In a recent report by World Bank, Kenyans in diaspora have contributed up to a record Sh163 billion ($1.6 billion) in remittances to their motherland.
The report, Migration and Remittances Fact book 2016, shows that Kenya was among the highest recipient of remittances in 2015. The report indicated that there was an increase in remittance by 16.5% from 2014’s Sh139 ($1.5 billion).
“Migrants are now sending earnings back to their families in developing countries at levels above $441 billion, a figure three times the volume of official aid flows to these countries,” Director, Development Indicators Group, Augusto Lopez-Claros, said as indicated in the report.
Out of the 188 member countries, Nigeria received $20 billion in remittances ranking highest recipient in the world. Ghana came in second with $2billion while Kenya and Senegal held the third position with $1.6 billion each.
The United States on the other hand was the largest remittance source country, estimated $56 billion in outward flows in 2014. Saudi Arabia came in second ($37 billion) followed by Russia ($33 billion).
According to the report, the remittances in some 25 developing countries led to increased investment in different sectors in individual countries.
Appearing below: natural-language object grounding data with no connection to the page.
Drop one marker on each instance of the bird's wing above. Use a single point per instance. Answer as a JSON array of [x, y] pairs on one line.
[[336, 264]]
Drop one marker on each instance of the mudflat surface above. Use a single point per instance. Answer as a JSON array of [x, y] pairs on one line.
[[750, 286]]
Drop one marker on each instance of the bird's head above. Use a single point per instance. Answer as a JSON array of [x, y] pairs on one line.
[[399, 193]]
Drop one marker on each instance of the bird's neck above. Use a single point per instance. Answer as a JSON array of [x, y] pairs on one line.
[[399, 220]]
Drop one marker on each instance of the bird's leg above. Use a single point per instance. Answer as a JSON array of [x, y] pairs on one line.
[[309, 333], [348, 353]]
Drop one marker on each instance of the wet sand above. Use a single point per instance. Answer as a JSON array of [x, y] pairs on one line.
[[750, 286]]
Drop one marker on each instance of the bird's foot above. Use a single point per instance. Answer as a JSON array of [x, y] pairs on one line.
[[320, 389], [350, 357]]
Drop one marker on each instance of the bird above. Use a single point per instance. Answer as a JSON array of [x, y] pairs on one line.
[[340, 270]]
“Migrants are now sending earnings back to their families in developing countries at levels above US$441 billion, a figure three times the volume of official aid flows. These inflows of cash constitute more than 10 per cent of GDP in some 25 developing countries and lead to increased investments in health, education, and small businesses in various communities,” part of the report read.
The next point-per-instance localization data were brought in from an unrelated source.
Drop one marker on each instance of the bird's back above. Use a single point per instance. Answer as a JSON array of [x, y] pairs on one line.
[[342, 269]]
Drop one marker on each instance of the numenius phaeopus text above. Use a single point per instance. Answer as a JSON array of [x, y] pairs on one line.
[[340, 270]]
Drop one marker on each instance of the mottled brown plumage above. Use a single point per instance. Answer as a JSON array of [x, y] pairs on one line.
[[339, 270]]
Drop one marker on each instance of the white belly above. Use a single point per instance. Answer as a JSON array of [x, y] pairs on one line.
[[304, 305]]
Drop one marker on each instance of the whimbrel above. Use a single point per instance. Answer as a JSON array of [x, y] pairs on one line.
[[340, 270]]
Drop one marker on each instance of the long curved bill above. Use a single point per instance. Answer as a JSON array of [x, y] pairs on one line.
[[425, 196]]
According to Dilip Ratha, co-author of the Factbook: “more than three times the size of development aid, international migrants’ remittances provide a lifeline for millions of households in developing countries. In addition, migrants hold more than $500 billion in annual savings. Together, remittances and migrant savings offer a substantial source of financing for development projects that can improve lives and livelihoods in developing countries.”
The new study said that there has been an increase in the number of migrants in the past few years in search of job opportunities. Other reasons listed in the report include internal conflict and war, climate change, natural disasters, and labor shortages resulting from falling birth rates.
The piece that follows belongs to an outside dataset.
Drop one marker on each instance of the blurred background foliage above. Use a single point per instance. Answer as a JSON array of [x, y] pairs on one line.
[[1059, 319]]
In the study, there were more migrants (38%) in 2013 moving from developing countries to other developing countries compared to 34 % that migrated from developing to developed countries.
The study listed the top 10 migrant destination countries as the United States, Saudi Arabia, Germany, Russia, United Arab Emirates (UAE), United Kingdom, France, Canada, Spain and Australia. The top 10 migrant source countries were India, Mexico, Russia, China, Bangladesh, Pakistan, the Philippines, Afghanistan, Ukraine, and the United Kingdom.
According to available official data, the Mexico–United States corridor is the largest migration corridor in the world, accounting for 13 million migrants in 2013. Russia–Ukraine is the second largest corridor, followed by Bangladesh-India, and Ukraine–Russia. For the former Soviet Union corridors, many natives became migrants without moving when new international boundaries were drawn.